Никанор только заподозрил, что соседка по даче может быть той Людмилой, взял и убил её! А это что за садизм? Издалека, что ли, наблюдал кто-то за мучениями бедной женщины?
Возможно, разгадка в Никите? В последнее время он изменился, составил каталог своих и отцовских полотен. А лучшему другу Матвею не сказал? Или не хотел сказать? Не придал этому значения? Почему Матвей с Кларой хозяйничают в мастерской Никиты и составляют каталог его работ? Получается, они не в курсе, что он уже составлен? Матвей не знал о каталоге точно. Знал бы забрал у своей бабушки. И потом, я чётко слышала, как Клара напомнила Матвею о том, что Ники востребован, и что-то такое о каких-то миллионах. Тогда какая роль во всём этом отведена Людмиле?

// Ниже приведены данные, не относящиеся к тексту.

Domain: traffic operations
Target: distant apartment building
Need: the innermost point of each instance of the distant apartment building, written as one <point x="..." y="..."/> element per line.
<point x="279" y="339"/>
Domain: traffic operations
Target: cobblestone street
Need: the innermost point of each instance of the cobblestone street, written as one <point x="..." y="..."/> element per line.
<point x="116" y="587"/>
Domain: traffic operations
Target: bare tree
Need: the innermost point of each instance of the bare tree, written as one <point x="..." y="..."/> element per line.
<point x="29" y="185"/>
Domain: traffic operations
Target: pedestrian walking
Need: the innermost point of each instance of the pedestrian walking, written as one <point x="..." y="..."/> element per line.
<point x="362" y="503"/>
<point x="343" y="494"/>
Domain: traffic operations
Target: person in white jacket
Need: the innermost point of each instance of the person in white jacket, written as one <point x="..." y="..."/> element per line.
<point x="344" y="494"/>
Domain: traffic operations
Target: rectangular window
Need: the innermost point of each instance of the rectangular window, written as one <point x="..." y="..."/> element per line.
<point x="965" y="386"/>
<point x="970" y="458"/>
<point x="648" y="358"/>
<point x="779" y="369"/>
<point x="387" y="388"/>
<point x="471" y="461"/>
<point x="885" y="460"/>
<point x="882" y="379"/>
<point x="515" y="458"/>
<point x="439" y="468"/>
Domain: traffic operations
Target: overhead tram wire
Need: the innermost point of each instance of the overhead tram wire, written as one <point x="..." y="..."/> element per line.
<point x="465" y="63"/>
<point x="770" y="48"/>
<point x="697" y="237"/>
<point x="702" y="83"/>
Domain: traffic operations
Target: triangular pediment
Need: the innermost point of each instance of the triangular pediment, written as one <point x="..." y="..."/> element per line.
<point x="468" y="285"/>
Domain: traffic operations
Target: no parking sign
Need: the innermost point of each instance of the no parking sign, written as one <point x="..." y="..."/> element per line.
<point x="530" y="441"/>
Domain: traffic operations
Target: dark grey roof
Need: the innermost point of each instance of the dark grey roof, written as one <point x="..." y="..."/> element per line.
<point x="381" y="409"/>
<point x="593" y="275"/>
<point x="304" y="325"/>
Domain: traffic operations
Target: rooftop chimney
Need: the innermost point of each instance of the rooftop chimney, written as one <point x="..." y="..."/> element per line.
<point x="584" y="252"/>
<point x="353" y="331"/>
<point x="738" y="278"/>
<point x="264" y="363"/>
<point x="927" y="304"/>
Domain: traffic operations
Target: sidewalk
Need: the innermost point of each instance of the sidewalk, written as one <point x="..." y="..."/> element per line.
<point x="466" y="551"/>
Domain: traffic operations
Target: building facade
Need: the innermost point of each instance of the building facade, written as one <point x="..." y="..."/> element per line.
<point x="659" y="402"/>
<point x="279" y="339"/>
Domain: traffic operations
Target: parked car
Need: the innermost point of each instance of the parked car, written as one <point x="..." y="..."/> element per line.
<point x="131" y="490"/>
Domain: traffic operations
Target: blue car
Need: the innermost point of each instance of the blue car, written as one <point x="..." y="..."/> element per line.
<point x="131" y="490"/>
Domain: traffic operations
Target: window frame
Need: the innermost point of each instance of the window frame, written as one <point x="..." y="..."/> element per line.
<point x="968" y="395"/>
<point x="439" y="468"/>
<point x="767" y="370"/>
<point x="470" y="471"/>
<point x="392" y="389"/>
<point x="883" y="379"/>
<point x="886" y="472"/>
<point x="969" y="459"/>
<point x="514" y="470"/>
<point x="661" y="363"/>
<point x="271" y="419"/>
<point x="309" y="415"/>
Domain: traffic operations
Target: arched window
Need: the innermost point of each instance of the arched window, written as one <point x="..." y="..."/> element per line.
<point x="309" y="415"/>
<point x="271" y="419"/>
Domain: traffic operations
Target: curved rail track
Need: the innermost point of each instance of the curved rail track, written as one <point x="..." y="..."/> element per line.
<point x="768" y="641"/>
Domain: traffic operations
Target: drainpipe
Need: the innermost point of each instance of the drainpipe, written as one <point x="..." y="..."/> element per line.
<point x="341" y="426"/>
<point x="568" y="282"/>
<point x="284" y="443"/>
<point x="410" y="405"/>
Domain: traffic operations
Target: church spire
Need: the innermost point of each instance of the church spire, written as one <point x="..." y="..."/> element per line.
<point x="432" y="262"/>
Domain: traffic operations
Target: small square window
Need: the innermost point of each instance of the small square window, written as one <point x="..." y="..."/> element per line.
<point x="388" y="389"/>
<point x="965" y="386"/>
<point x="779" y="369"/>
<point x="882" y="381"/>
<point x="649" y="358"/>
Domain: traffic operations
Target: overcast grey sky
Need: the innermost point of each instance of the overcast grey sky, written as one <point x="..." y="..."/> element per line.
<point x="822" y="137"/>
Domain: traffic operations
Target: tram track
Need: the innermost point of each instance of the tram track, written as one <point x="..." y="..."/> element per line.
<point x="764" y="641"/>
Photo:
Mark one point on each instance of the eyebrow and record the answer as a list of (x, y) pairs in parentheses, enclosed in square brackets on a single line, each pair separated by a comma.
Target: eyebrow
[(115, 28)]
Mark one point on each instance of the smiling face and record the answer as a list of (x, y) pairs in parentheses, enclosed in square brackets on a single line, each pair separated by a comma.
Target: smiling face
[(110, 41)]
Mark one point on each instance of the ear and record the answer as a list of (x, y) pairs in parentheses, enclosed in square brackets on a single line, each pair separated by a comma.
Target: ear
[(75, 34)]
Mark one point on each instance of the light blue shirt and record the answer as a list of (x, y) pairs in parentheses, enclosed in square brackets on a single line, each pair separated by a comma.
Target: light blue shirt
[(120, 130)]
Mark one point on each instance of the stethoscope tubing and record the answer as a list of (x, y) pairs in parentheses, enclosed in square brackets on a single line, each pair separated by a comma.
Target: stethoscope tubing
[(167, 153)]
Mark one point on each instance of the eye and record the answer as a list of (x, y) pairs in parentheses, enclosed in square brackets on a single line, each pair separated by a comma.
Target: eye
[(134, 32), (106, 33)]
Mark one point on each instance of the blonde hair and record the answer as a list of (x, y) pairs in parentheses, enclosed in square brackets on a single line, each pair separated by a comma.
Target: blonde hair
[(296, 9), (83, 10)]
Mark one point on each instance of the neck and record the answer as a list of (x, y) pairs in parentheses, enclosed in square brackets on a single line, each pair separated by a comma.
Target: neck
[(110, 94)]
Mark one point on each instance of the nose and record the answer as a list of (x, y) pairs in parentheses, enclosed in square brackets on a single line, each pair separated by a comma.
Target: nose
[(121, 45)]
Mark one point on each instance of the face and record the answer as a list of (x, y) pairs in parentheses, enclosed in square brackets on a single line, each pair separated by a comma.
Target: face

Включив компьютер и набрав данные отца и сына Романовских, ажиотажа в прессе и статей о таких художниках я не нашла. Господи, Людочка, за что же тебя так страшно убивали.
– Всё! Утро вечера мудренее. Утром думается лучше, – решила я. Очень уставшая от поездок и перелётов, я решила завалиться спать.